On 4/13/05, why the lucky stiff <ruby-talk / whytheluckystiff.net> wrote:
> Sy wrote:
> >I noted that.  I read through some of it.. I understand some of it.
> >While it certainly cheers me up and gives a good introduction and
> >such.. It's not motivating in the least.  It got very horrible very
> >fast and I've no intention to finish it until I can make better use of
> >the early chapters.
> >
> Can you spell out any of your criticisms further?  I've never written a
> book before and I'm sort of guessing as to what really works.
> Genuinely, I thought of recommending the book here (except that it's
> incomplete) since the motivation provided by my book is in the
> narrative.  The story motivates learning because our right brain and
> left brain both become engaged.
> 
> But I can't presume to know for sure.  It's an experiment that I only
> hope will click.

The tone of the writing somehow changes.  It's very difficult to put a
finger on.  Early on there is a kind of lighthearted exploration and
comedy, but later on it really does feel like you're reaching.  The
volume of insanity increased for me as I progressed.

There was a signal:noise ratio which at the beginning meant that I
could be plesantly distracted by both relevant and irrelevant things
inbetween the fairly serious bits.  This was extremely valuable to me
as the entire notion of sitting down and learning a programming
language is intimidating.

Basically, a regular person -- nomatter how enthusiastic -- has an
attention problem.  Their head gets full.  They run up against big
ideas they can't quite process.  Some people are stubborn enough to
think to themselves that they'll digest the ideas later and so they
press on.. reading even more.

In the traditional environment, that's suicide.. a person isn't
building on a good foundation.  That's like skipping out of math
class.. there are concepts a person would miss out on which are
assumed to be understood later.  This is even more visible when
learning programming.  So the idea of introducing intentional "noise"
with both relevant and irrelevant topics, side-notes, pictures, etc..
really helps force the most enthusiastic person to pause from their
thinking about the learning and gives them just enough time to have
that all trickle in.

Your notion about left/right brains is a good one.. I found myself
thinking one way and then I was thinking another way.. while the other
side of me healed from the brutality that is learning.  ;)

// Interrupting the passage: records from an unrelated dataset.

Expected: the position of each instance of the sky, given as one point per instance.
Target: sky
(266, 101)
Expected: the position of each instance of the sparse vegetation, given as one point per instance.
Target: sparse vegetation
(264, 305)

Now later on in the subject matter there is an increasing amount of
complexity.  You began building on the earlier-laid foundation.

The unfortunate thing is that people like me figure we're smart and
can continue to follow along without doing much ruby hacking on our
own time.  This is a serious overestimation of ability.  I'm actually
a complete idiot and I should have repeatedly taken additional breaks
to think about things, experiment in my own time.. my brain needs time
for the swelling to come down.  =)

Now I didn't read it all in one sitting.. I did take breaks.. and I
did experiment.  But I didn't quite have the set of tools I should
have had to take full advantage of those breaks.  This is the gap I'm
trying to fill in here.

Ok, the subject matter got more complex.  This brings many problems. 
However, the lunacy-level also increased somewhat exponentially.  The
signal dropped from the complexity, and the noise was raised by the
irrelevance of the distraction.  I suppose my issue is that the
"quality of noise" was reduced.. it was not topical enough.

My basic problem with the complexity later on stems from my not
building a good foundation earlier on.


Frankly, that narration of yours is why I got into Ruby.  Thanks.